The novel's protagonist is Jed DeLanda--no relation to Archbishop Diego DeLanda, who infamously burned almost all of the Maya books in 1562. He is a Maya descendant with a touch of Asperger's Syndrome, hemophilia, and the cynicism and fragility of a teenager. From a secret facility in Belize, a clutch of scientists and tycoons zap his mind back in time to inhabit the brain of a Maya ruler in A.D. 664, to discover the Maya's science of reading the future. The goal is to figure out how to disrupt a mysterious catastrophe forecasted for the end of the Maya calendar. Only there's a mix-up, and DeLanda mistakenly arrives in the mind of a Maya ballplayer who's about to commit ritual suicide by throwing himself down the steps of a pyramid. DeLanda must wrestle for control of the ballplayer's mind before escaping the ritual and then saving the world (of course). Lucky for D'Amato, there are enough gaps in our understanding of the Maya to allow plenty of room to play. As a result, his vision of the ancient culture is influenced by a surprising hodgepodge of sources.
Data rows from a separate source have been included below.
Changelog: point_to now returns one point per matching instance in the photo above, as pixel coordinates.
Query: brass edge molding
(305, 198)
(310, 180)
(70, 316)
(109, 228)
The way clans spar religiously for resources borrows from the theories of French anthropologist Claude Levi-Strauss. The warriors' sexualized relationship with their squires, dubbed "fellators," is based on tribal practices in Papua New Guinea.

D'Amato stays most faithful to the archaeology with Maya calendar dates, glyphs, and art. And when DeLanda ends up in the central Mexican city of Teotihuacán, one of the largest population centers of the period, D'Amato aligns his plot with archaeological evidence of fires in the city.

Meanwhile, the pages are chock-a-block with goofy lines. When DeLanda describes his love interest, he says, "It felt like we'd been through more together than Lewis and Clark, Bonnie and Clyde, Kirk and Spock, and Siegfried and Roy, put together." Some might find it silly; I found it fun.

Ultimately, the novel, the first in a trilogy, is science fiction. Its pleasure comes from ephemera and tangents such as Maya greeting etiquette and explorations into the physics of time travel. With a uniquely vivid imagination, D'Amato brings us an apocalyptic future and undiscovered Maya past.